Entropy decay: Loss of information density/complexity.

Lexical: Relating to a vocabulary or set of words in a language or text.

That should be most of the unusual words. You should be able to get the gist of the article from that. Lemme know if there's anything else you're struggling with.

[-] Dessa@hexbear.net 2 points 2 days ago* (last edited 2 days ago)

Honestly, they've made a good case for why some ablation is necessary ⸻ This article cpuld have been just as succinct but much more comprehensible to a reader by simply using words people encounter outside of psychology textbooks.

The reason AI does it is because it picked up good practice from some of its sources, which is to write to the audience.

The author makes a good point that words like "ablation" can spice up writing and should be sprinkled throughout texts here and there, but this article way overdoes it.

Like if AI is using the center of the bellcurve to the detriment of the edge, this author seems to be selecting entirely from the extremes

[-] astutemural@midwest.social 5 points 2 days ago

I'm afraid I have to disagree entirely. Nothing in the article was too far out of the bounds of what I would consider normal. Sure, some of the technical language (entropy, Gaussian) might not be encountered unless you're into nerdy stuff, but that's an easy dictionary search away. The rest can be inferred from context (I desperately hope you have been taught how to do this?).

Example: the relationship between Romanesque and Baroque art. Never heard of it before. I inferred it from a vague knowledge of history and the rest of the paragraph. It's not magic; anyone can do it, including you.

I'm practically begging you here: if the above article was difficult for you, reread it as many times as you need in order to understand it. Then go seek out more works that are difficult to understand and conquer those too. If we lose the ability to do this, we're in for a long slide into Hell.

[-] Dessa@hexbear.net 1 points 1 day ago* (last edited 1 day ago)

Im familiar with entropy, Gaussian, and have at least heard of ablative armor, but the concept of an AI being somehow like ablative armor was a concept that didnt click for me. When I went in looking for clarification, I encountered more and more of this. High-entropy language? How does this relate to things going from states of higher energy potential to lower energy potential?

These are rhetorical questions at this point, so there's no need to answer them, I just found this unnecessarily dense.

I assure you, I'm plenty literate and have digested works like these before. It's just a massive pain in the assfor an article that doesn't require this level of obfuscation to communicate the point. Prose should be exactly as complicated as it needs to be, and no more. There are much more literate people than I that have said the same thing. This was pure pretension masquerading as wit.

[-] invalidusernamelol@hexbear.net 4 points 2 days ago

The example posted here with this article being run through AI is great btw. Shows how "simple" tokens win out in the end.

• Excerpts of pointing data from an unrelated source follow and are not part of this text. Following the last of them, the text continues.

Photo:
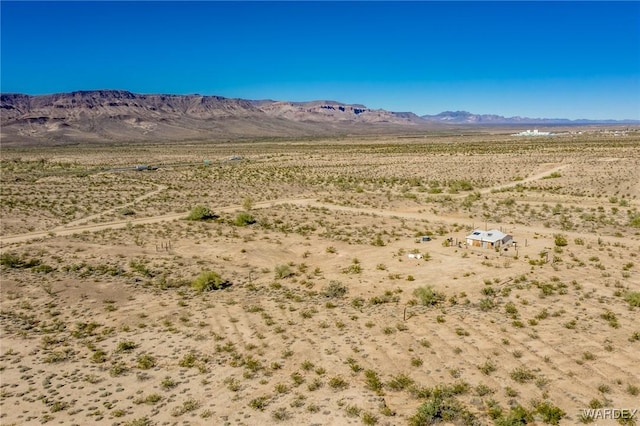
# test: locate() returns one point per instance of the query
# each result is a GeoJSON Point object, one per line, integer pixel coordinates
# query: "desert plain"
{"type": "Point", "coordinates": [270, 282]}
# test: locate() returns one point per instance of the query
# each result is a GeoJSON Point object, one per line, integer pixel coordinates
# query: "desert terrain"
{"type": "Point", "coordinates": [270, 282]}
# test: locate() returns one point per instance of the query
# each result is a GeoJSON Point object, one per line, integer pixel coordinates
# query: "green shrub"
{"type": "Point", "coordinates": [442, 410]}
{"type": "Point", "coordinates": [633, 298]}
{"type": "Point", "coordinates": [201, 213]}
{"type": "Point", "coordinates": [560, 240]}
{"type": "Point", "coordinates": [283, 271]}
{"type": "Point", "coordinates": [427, 296]}
{"type": "Point", "coordinates": [518, 415]}
{"type": "Point", "coordinates": [208, 281]}
{"type": "Point", "coordinates": [13, 260]}
{"type": "Point", "coordinates": [244, 219]}
{"type": "Point", "coordinates": [335, 289]}
{"type": "Point", "coordinates": [550, 413]}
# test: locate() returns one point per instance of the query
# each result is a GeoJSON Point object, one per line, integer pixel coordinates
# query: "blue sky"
{"type": "Point", "coordinates": [536, 59]}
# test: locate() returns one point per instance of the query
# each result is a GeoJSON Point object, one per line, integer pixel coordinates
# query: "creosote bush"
{"type": "Point", "coordinates": [201, 213]}
{"type": "Point", "coordinates": [427, 296]}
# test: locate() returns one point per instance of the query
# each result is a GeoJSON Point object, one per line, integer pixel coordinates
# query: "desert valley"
{"type": "Point", "coordinates": [322, 279]}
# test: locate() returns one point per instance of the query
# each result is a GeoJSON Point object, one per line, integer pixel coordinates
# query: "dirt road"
{"type": "Point", "coordinates": [73, 228]}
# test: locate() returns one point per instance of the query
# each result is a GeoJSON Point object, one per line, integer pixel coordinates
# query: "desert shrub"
{"type": "Point", "coordinates": [15, 261]}
{"type": "Point", "coordinates": [633, 298]}
{"type": "Point", "coordinates": [522, 375]}
{"type": "Point", "coordinates": [373, 381]}
{"type": "Point", "coordinates": [400, 382]}
{"type": "Point", "coordinates": [486, 304]}
{"type": "Point", "coordinates": [208, 281]}
{"type": "Point", "coordinates": [518, 415]}
{"type": "Point", "coordinates": [283, 271]}
{"type": "Point", "coordinates": [338, 383]}
{"type": "Point", "coordinates": [550, 413]}
{"type": "Point", "coordinates": [126, 346]}
{"type": "Point", "coordinates": [335, 289]}
{"type": "Point", "coordinates": [146, 361]}
{"type": "Point", "coordinates": [560, 240]}
{"type": "Point", "coordinates": [442, 410]}
{"type": "Point", "coordinates": [201, 212]}
{"type": "Point", "coordinates": [488, 367]}
{"type": "Point", "coordinates": [244, 219]}
{"type": "Point", "coordinates": [427, 296]}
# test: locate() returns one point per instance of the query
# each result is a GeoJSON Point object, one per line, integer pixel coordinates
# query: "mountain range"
{"type": "Point", "coordinates": [121, 116]}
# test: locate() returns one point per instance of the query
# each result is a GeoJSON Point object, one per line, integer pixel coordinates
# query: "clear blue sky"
{"type": "Point", "coordinates": [535, 59]}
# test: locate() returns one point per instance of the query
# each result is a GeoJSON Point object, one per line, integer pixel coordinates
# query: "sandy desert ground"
{"type": "Point", "coordinates": [322, 317]}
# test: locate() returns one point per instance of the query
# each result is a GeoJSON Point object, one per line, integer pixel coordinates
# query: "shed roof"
{"type": "Point", "coordinates": [491, 235]}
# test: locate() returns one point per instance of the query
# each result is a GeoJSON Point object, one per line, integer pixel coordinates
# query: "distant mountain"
{"type": "Point", "coordinates": [464, 117]}
{"type": "Point", "coordinates": [120, 116]}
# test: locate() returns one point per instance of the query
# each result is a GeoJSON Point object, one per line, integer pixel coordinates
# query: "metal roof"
{"type": "Point", "coordinates": [491, 235]}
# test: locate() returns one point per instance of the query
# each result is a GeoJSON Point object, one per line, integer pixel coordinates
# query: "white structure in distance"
{"type": "Point", "coordinates": [534, 132]}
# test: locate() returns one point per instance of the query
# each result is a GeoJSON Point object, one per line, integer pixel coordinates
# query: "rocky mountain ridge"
{"type": "Point", "coordinates": [107, 116]}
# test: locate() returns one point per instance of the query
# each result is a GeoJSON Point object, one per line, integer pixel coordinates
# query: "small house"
{"type": "Point", "coordinates": [488, 239]}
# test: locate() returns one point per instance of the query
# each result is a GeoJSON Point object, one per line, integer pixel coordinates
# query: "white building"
{"type": "Point", "coordinates": [533, 132]}
{"type": "Point", "coordinates": [488, 239]}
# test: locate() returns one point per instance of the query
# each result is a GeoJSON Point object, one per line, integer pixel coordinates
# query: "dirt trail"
{"type": "Point", "coordinates": [302, 202]}
{"type": "Point", "coordinates": [525, 180]}
{"type": "Point", "coordinates": [86, 220]}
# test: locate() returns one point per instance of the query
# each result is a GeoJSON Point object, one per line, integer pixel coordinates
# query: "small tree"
{"type": "Point", "coordinates": [208, 281]}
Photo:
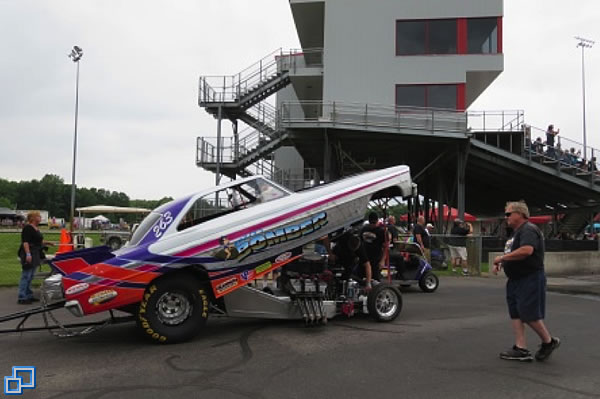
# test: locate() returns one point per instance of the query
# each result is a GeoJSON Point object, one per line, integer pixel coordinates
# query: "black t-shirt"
{"type": "Point", "coordinates": [527, 234]}
{"type": "Point", "coordinates": [458, 241]}
{"type": "Point", "coordinates": [373, 238]}
{"type": "Point", "coordinates": [550, 138]}
{"type": "Point", "coordinates": [393, 231]}
{"type": "Point", "coordinates": [350, 259]}
{"type": "Point", "coordinates": [32, 236]}
{"type": "Point", "coordinates": [424, 235]}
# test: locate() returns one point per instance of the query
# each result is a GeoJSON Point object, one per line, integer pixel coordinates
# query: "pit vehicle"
{"type": "Point", "coordinates": [411, 267]}
{"type": "Point", "coordinates": [207, 252]}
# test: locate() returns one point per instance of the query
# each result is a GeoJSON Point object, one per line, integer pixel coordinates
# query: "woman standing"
{"type": "Point", "coordinates": [31, 255]}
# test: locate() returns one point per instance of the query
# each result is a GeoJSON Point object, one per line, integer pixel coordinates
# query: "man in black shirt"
{"type": "Point", "coordinates": [458, 245]}
{"type": "Point", "coordinates": [350, 253]}
{"type": "Point", "coordinates": [421, 236]}
{"type": "Point", "coordinates": [373, 238]}
{"type": "Point", "coordinates": [523, 263]}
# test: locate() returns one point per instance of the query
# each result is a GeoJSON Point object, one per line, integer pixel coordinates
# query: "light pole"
{"type": "Point", "coordinates": [75, 55]}
{"type": "Point", "coordinates": [583, 43]}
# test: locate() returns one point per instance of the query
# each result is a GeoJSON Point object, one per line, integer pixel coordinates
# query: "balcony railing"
{"type": "Point", "coordinates": [431, 120]}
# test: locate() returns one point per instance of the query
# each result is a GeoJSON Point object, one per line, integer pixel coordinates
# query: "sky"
{"type": "Point", "coordinates": [138, 112]}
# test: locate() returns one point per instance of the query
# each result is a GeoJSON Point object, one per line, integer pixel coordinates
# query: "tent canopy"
{"type": "Point", "coordinates": [101, 219]}
{"type": "Point", "coordinates": [7, 212]}
{"type": "Point", "coordinates": [111, 209]}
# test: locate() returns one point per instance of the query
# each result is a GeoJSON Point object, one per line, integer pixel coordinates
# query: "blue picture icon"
{"type": "Point", "coordinates": [23, 377]}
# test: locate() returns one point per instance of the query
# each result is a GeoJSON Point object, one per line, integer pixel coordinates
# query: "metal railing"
{"type": "Point", "coordinates": [496, 121]}
{"type": "Point", "coordinates": [374, 116]}
{"type": "Point", "coordinates": [566, 155]}
{"type": "Point", "coordinates": [230, 88]}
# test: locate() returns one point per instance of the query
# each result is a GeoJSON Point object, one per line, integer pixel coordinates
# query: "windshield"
{"type": "Point", "coordinates": [143, 228]}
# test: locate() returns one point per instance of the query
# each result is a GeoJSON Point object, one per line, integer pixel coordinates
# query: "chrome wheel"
{"type": "Point", "coordinates": [173, 308]}
{"type": "Point", "coordinates": [430, 282]}
{"type": "Point", "coordinates": [386, 303]}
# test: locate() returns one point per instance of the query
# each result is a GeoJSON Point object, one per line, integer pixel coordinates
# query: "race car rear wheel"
{"type": "Point", "coordinates": [384, 302]}
{"type": "Point", "coordinates": [429, 282]}
{"type": "Point", "coordinates": [174, 309]}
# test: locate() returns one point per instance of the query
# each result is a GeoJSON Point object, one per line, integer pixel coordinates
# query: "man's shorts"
{"type": "Point", "coordinates": [526, 297]}
{"type": "Point", "coordinates": [458, 252]}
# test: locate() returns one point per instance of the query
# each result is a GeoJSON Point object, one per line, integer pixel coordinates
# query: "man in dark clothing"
{"type": "Point", "coordinates": [523, 263]}
{"type": "Point", "coordinates": [392, 229]}
{"type": "Point", "coordinates": [550, 133]}
{"type": "Point", "coordinates": [350, 253]}
{"type": "Point", "coordinates": [458, 245]}
{"type": "Point", "coordinates": [373, 237]}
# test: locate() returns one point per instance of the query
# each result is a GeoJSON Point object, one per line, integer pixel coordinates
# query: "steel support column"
{"type": "Point", "coordinates": [460, 182]}
{"type": "Point", "coordinates": [219, 149]}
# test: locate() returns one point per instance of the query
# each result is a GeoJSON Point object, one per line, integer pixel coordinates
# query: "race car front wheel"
{"type": "Point", "coordinates": [174, 309]}
{"type": "Point", "coordinates": [429, 282]}
{"type": "Point", "coordinates": [384, 302]}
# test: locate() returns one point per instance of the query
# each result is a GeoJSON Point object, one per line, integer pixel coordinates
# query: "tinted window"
{"type": "Point", "coordinates": [433, 96]}
{"type": "Point", "coordinates": [411, 96]}
{"type": "Point", "coordinates": [482, 36]}
{"type": "Point", "coordinates": [143, 228]}
{"type": "Point", "coordinates": [442, 36]}
{"type": "Point", "coordinates": [442, 96]}
{"type": "Point", "coordinates": [410, 37]}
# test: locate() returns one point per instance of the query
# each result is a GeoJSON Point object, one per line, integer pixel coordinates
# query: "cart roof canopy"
{"type": "Point", "coordinates": [111, 209]}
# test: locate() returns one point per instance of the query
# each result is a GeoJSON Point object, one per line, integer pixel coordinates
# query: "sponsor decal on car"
{"type": "Point", "coordinates": [226, 285]}
{"type": "Point", "coordinates": [101, 297]}
{"type": "Point", "coordinates": [262, 268]}
{"type": "Point", "coordinates": [247, 275]}
{"type": "Point", "coordinates": [162, 224]}
{"type": "Point", "coordinates": [77, 288]}
{"type": "Point", "coordinates": [259, 241]}
{"type": "Point", "coordinates": [283, 257]}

Remember, simplification of concepts is fine, but those concepts need to exist in their original state to be expanded upon. When these flattened states begin to take over it ends up just flattening everything. It's the "average man" contradiction but on the scale of the printing press.

[-] Dessa@hexbear.net 2 points 2 days ago

I feel like the author's concepts are simple enough, and I agree with them. It's the language that's needlessly hifalutin.

[-] invalidusernamelol@hexbear.net 2 points 2 days ago

Yeah. But the reason that language is chosen is specifically so when you run it through a LLM you get a significant flattening. Or at least that was my take away.

The summaries also miss some points in that process since the original article is so dense.